Study Type - Therapy (case series) Level of Evidence 4 What's known on the subject? and What does the study add? Studies have indicated that not all ultrasonic lithotripters are created equal when it comes to efficiency of stone fragmentation and removal. To improve the efficiency of stone fragmentation and removal, combination pneumatic and ultrasonic devices have been developed. This study demonstrates that one available combination device, the Cyberwand, did not decrease the time to removal of the target stone nor did it increase the stone free rate compared to a standard ultrasonic lithotripter.
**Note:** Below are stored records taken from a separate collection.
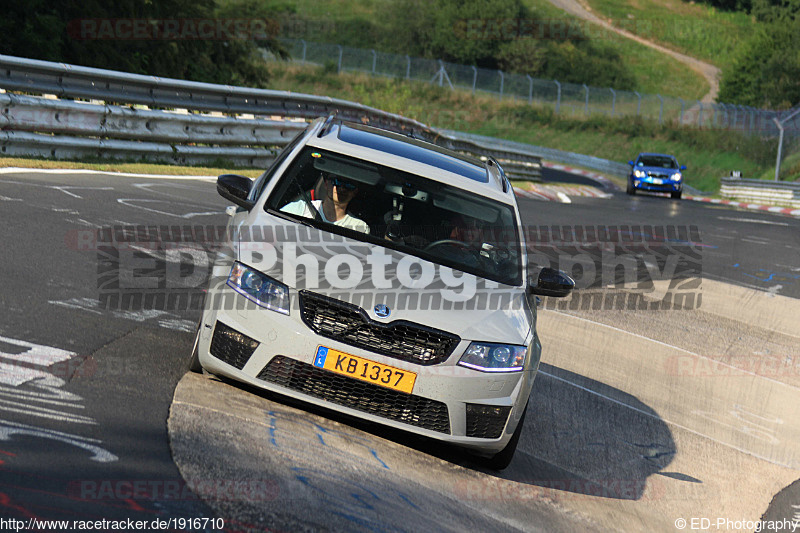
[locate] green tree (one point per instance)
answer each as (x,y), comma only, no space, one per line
(766,72)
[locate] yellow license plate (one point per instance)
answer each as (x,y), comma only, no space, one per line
(364,369)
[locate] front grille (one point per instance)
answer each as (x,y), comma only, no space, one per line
(486,421)
(366,397)
(349,324)
(232,347)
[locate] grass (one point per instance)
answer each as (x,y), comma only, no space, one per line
(358,23)
(695,29)
(709,154)
(650,68)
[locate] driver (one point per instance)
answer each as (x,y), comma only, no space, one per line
(339,192)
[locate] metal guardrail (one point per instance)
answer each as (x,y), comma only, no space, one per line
(769,192)
(192,123)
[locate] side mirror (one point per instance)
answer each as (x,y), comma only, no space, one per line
(552,282)
(236,189)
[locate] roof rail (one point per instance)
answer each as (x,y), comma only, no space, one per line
(326,126)
(494,170)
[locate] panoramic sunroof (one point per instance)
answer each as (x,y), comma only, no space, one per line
(412,149)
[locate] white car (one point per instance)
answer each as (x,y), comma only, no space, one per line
(383,277)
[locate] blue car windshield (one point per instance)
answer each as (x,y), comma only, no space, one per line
(661,161)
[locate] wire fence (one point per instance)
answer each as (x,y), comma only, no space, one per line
(565,98)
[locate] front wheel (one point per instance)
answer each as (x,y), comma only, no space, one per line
(194,361)
(502,459)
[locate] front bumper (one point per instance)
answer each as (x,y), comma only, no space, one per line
(645,184)
(448,402)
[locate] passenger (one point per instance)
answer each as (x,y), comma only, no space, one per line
(339,192)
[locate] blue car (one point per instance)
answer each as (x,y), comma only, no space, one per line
(656,173)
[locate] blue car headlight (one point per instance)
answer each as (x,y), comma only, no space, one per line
(259,288)
(493,357)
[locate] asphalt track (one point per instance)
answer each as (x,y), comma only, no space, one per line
(638,419)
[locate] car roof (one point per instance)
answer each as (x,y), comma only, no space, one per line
(655,153)
(411,155)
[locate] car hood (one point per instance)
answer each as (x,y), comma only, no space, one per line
(366,275)
(658,170)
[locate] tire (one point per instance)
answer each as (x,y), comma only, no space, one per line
(502,459)
(194,361)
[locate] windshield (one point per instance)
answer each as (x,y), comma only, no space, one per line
(402,211)
(657,161)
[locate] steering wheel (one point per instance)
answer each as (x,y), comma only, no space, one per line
(452,242)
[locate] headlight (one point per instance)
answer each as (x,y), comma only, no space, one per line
(259,288)
(491,357)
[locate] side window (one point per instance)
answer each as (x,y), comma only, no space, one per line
(262,180)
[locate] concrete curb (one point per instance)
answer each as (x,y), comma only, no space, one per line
(744,205)
(603,181)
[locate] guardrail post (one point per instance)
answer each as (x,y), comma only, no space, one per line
(613,100)
(780,123)
(780,148)
(660,109)
(530,88)
(474,78)
(558,96)
(586,102)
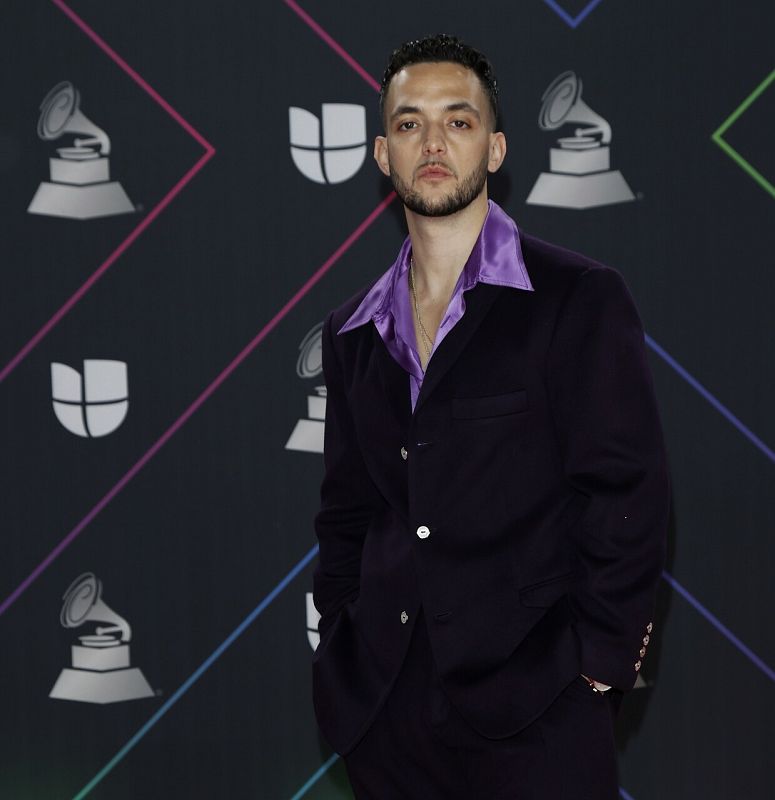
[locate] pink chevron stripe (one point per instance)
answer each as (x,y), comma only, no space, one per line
(332,43)
(145,222)
(186,415)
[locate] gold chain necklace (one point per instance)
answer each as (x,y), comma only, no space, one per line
(427,341)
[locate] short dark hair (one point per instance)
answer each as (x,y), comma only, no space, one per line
(441,47)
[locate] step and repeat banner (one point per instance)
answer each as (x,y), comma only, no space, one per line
(186,190)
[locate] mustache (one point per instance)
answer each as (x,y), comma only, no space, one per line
(436,163)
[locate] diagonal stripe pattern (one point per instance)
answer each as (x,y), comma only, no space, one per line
(146,221)
(574,22)
(718,136)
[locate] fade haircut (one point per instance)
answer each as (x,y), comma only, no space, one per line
(441,47)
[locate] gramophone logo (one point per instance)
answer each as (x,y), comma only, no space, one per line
(313,618)
(308,433)
(580,175)
(337,154)
(94,404)
(100,671)
(80,185)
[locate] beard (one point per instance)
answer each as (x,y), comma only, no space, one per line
(466,192)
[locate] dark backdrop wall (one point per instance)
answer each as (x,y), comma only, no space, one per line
(161,396)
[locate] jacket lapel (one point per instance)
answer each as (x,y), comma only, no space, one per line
(394,379)
(479,300)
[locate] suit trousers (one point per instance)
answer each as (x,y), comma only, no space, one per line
(420,748)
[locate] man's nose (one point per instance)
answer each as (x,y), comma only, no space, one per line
(434,141)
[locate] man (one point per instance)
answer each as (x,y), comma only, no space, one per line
(495,499)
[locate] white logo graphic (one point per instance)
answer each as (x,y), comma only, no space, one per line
(80,186)
(100,671)
(339,153)
(313,618)
(308,433)
(94,405)
(580,175)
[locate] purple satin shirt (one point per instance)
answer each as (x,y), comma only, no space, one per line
(496,258)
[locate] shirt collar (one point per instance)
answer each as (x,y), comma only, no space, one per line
(496,258)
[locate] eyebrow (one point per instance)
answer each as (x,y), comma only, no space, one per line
(460,106)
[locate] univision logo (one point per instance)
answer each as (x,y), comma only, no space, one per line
(94,404)
(333,153)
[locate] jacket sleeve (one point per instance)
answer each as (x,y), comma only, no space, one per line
(348,498)
(604,409)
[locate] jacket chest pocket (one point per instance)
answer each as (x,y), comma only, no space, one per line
(494,405)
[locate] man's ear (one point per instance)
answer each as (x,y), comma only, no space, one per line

OBJECTIVES To compare the Cyberwand (Gyrus/ACMI, Southborough, MA, USA), a dual-probe ultrasonic lithotrite, with a single-probe ultrasonic lithotrite. The Cyberwand incorporates coaxial high- and low-frequency ultrasonic probes that work synergistically. PATIENTS AND METHODS An institutional review board-approved, multicentre, randomized controlled trial to compare the Cyberwand to the Olympus LUS-II (Olympus America, Inc., Melville, NY, USA) single-probe lithotrite was performed. Patients undergoing a percutaneous nephrolithotomy (PCNL) with a target stone >2 cm in diameter were eligible for the study. The primary outcome was the time to removal of the targeted stone. RESULTS A total of 57 PCNLs were performed after randomization: 25 Cyberwand and 32 LUS-II. There was no difference (P > 0.05) observed between the two devices for target stone surface area (Cyberwand 526.6 cm ³ vs LUS-II 540.1 cm ³), time to clearance of target stone (Cyberwand 15.8 min vs LUS-II 14.2 min) and target stone clearance rate (Cyberwand 61.9 mm ²/min vs LUS-II 75.8 mm ²/min). Of the patients with stone analysis, hard stones (calcium oxalate monohydrate, brushite and cystine) were noted in 14 (56.0%) of the 25 Cyberwand and 18 (62.1%) of the 29 LUS-II patients. Fifteen of the 25 (60.0%) Cyberwand and 20 of the 32 (62.5%) LUS-II patients were stone-free after the initial PCNL. Those patients not rendered stone-free went on to receive a secondary PCNL. Device malfunction occurred in eight of 25(32.0%) Cyberwand and five of 32 (15.6%) LUS II patients. Complications were similar in both treatment groups. CONCLUSION No appreciable difference between the dual-probe Cyberwand and the standard ultrasonic Olympus LUS-II lithotrites can be identified.